The missing paintings are Still Life With Candlestick (1922) by Fernand Léger, Dove with Green Peas by Pablo Picasso (1911), Pastoral by Henri Matisse (1906), Olive Tree near l’Estaque by Georges Braque (1906), and Woman with Fan by Amedeo Modigliani (1919).

“I threw them into the trash,” Birn tearfully told the court three times, according to the Guardian. “I made the worst mistake of my existence.” He claimed to have panicked when police began investigating in May 2011, breaking the stretchers on which the works were being stored and stuffing them in the garbage.

<em>Pastoral</em> by Henri Matisse (1906). Courtesy of Wikimedia Commons.

Pastoral by Henri Matisse (1906). Courtesy of Wikimedia Commons.

Investigators are dubious of this claim, the Washington Post reports, and believe instead that the works may have been spirited out of the county. Birn’s co-defendants denied his testimony, saying he was “too smart” to have disposed of the priceless canvases.

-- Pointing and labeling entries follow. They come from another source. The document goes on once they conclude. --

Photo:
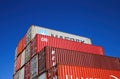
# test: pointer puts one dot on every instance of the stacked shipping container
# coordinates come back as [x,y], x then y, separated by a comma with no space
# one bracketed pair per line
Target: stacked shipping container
[70,57]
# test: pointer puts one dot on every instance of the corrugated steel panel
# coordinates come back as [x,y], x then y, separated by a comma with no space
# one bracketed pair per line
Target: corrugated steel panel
[21,73]
[18,62]
[50,56]
[27,71]
[49,32]
[78,72]
[17,75]
[27,53]
[34,67]
[42,41]
[21,45]
[23,58]
[43,76]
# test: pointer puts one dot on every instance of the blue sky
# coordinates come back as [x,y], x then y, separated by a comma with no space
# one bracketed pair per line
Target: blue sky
[96,19]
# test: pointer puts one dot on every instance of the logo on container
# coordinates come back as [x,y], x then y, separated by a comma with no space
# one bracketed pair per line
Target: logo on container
[43,32]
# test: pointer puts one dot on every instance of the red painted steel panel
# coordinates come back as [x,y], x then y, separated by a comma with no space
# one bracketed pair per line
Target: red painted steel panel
[51,56]
[21,45]
[82,73]
[41,41]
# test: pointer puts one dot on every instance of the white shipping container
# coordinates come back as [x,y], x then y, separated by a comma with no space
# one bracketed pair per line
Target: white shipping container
[34,67]
[49,32]
[23,58]
[43,76]
[21,74]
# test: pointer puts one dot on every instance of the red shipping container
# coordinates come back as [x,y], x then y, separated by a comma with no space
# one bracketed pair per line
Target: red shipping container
[21,45]
[50,56]
[78,72]
[40,41]
[18,63]
[27,71]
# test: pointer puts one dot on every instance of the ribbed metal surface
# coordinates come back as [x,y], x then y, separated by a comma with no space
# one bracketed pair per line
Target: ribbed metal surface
[18,62]
[51,56]
[33,30]
[21,45]
[78,72]
[27,53]
[41,41]
[27,71]
[34,67]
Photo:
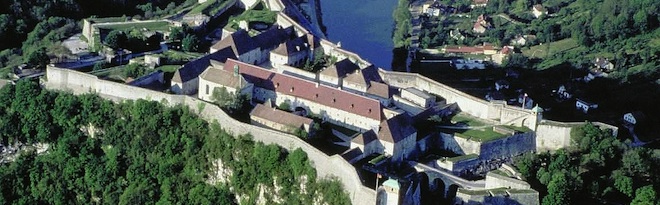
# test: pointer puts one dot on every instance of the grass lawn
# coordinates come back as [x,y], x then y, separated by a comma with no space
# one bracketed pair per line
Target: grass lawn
[157,25]
[484,135]
[169,68]
[200,8]
[112,71]
[469,120]
[542,51]
[463,157]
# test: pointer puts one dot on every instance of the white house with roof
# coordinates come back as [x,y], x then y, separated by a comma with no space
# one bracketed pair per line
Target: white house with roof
[335,73]
[538,10]
[634,118]
[334,105]
[216,77]
[585,106]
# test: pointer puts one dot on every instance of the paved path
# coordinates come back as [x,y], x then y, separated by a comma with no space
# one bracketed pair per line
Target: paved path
[464,183]
[506,17]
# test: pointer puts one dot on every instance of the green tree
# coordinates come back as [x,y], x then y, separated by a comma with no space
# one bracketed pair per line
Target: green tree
[645,195]
[623,183]
[558,190]
[190,43]
[115,39]
[176,33]
[38,58]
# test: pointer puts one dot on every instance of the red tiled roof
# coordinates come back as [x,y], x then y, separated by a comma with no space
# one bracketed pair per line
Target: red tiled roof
[365,138]
[308,90]
[279,116]
[222,76]
[463,49]
[380,90]
[396,128]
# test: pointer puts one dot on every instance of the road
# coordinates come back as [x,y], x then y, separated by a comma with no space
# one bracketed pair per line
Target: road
[464,183]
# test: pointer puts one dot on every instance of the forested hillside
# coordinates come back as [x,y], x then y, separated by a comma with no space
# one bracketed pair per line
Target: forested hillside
[140,152]
[597,169]
[623,31]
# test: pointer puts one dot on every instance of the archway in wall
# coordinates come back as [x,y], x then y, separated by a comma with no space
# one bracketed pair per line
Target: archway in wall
[451,193]
[301,111]
[425,191]
[438,189]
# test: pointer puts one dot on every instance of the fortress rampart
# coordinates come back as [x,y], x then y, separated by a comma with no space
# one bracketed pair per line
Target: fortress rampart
[500,112]
[326,166]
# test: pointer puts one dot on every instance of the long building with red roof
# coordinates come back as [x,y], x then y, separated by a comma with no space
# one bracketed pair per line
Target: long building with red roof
[333,104]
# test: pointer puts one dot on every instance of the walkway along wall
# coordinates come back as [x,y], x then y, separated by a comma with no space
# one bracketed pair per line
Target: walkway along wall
[509,115]
[326,166]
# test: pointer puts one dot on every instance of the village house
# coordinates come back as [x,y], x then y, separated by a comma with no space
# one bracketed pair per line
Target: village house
[481,25]
[478,3]
[215,76]
[501,55]
[539,10]
[585,106]
[521,40]
[501,85]
[456,34]
[485,48]
[634,118]
[266,115]
[563,93]
[603,64]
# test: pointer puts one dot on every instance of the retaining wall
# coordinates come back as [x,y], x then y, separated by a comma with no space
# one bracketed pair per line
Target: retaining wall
[510,115]
[326,166]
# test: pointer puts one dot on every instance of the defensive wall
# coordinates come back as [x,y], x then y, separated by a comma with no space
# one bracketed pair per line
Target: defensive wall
[505,114]
[494,149]
[326,166]
[553,135]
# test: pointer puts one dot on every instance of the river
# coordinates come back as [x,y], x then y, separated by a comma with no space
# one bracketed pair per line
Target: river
[363,27]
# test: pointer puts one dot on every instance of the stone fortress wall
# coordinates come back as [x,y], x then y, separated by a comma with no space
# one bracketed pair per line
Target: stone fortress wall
[326,166]
[505,114]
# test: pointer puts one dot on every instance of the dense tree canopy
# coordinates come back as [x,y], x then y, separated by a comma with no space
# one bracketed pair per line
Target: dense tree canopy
[598,168]
[139,152]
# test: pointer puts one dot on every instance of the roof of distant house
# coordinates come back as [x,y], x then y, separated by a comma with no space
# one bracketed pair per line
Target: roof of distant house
[477,2]
[291,46]
[328,96]
[380,89]
[270,38]
[216,73]
[239,41]
[193,69]
[396,128]
[282,117]
[365,138]
[539,7]
[364,76]
[340,69]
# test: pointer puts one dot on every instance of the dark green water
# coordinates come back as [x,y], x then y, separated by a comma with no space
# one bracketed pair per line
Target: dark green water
[362,26]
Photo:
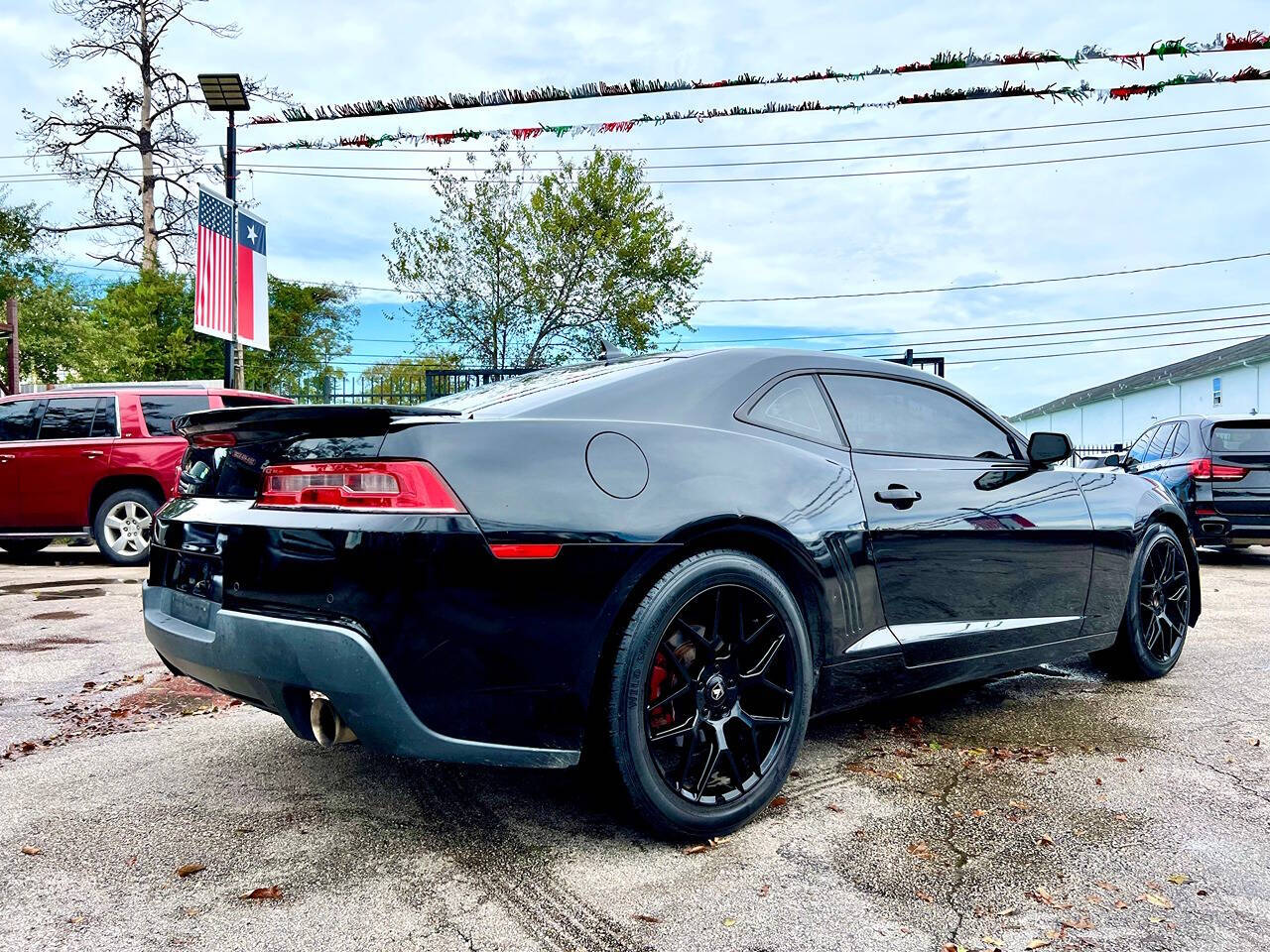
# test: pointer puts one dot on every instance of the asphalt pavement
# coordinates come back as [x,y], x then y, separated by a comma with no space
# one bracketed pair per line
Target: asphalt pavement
[1051,809]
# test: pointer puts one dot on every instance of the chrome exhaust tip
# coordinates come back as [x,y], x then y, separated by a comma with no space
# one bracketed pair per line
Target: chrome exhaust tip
[327,726]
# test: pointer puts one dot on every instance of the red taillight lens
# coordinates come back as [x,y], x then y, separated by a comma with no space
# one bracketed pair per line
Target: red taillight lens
[408,484]
[1205,468]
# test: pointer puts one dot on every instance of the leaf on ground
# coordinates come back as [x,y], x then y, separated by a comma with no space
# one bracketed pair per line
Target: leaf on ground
[263,892]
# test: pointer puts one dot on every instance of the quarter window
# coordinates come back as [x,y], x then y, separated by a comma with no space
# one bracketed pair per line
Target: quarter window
[888,416]
[797,407]
[68,419]
[18,420]
[160,409]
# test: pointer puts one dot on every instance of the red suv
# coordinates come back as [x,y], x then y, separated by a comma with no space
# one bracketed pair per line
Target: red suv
[96,460]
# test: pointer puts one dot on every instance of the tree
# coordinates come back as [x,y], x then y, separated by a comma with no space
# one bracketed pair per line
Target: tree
[592,254]
[150,207]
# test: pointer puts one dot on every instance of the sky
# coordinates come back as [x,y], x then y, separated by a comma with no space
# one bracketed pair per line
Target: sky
[778,239]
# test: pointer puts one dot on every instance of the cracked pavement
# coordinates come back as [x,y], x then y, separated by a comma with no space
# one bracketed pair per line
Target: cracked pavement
[1051,809]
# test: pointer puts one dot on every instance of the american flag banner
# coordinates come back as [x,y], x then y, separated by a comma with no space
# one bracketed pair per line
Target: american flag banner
[213,266]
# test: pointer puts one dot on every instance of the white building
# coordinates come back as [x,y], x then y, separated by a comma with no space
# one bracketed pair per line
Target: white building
[1234,380]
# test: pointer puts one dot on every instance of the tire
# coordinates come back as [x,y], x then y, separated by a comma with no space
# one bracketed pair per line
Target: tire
[749,714]
[24,547]
[122,524]
[1148,644]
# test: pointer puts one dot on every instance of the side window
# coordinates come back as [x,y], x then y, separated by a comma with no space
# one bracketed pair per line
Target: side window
[159,409]
[105,422]
[18,420]
[1138,451]
[1156,448]
[68,419]
[797,407]
[1182,440]
[888,416]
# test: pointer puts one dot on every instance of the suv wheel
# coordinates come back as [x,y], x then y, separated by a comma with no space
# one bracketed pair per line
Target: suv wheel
[122,526]
[710,696]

The original robbery was carried out by Vjeran Tomic, a veteran thief nicknamed “Spider-Man” for his ability to scale buildings. (The Museum of Modern Art heist is believed to have been a comparatively pedestrian affair with a simple broken window and busted pad lock.) According to the Telegraph, Tomic has 14 prior convictions to his name and calls himself a “veritable art lover,” who spent an hour perusing the galleries during the robbery deciding what to steal.

Vjeran Tomic, the main suspect in the case of the 2010 theft of five masterpieces from the Paris Modern Art Museum, arrives to his trial on January 30, 2017 at the Court house in Paris. Courtesy of Bertrand Guay/AFP/Getty Images.

Vjeran Tomic, the main suspect in the case of the 2010 theft of five masterpieces from the Paris Modern Art Museum, arrives to his trial on January 30, 2017 at the Court house in Paris. Courtesy of Bertrand Guay/AFP/Getty Images.

Birn is a luxury watch expert and dealer who was approached about storing the paintings by co-defendant Jean-Michel Corvez, an antiques dealer who allegedly arranged the heist. Tomic told the court that “these are my artworks,” and that he wants to know what Birn did with them.

If convicted, Tomic faces 20 years in prison, while Birn and Corvez could face half that sentence.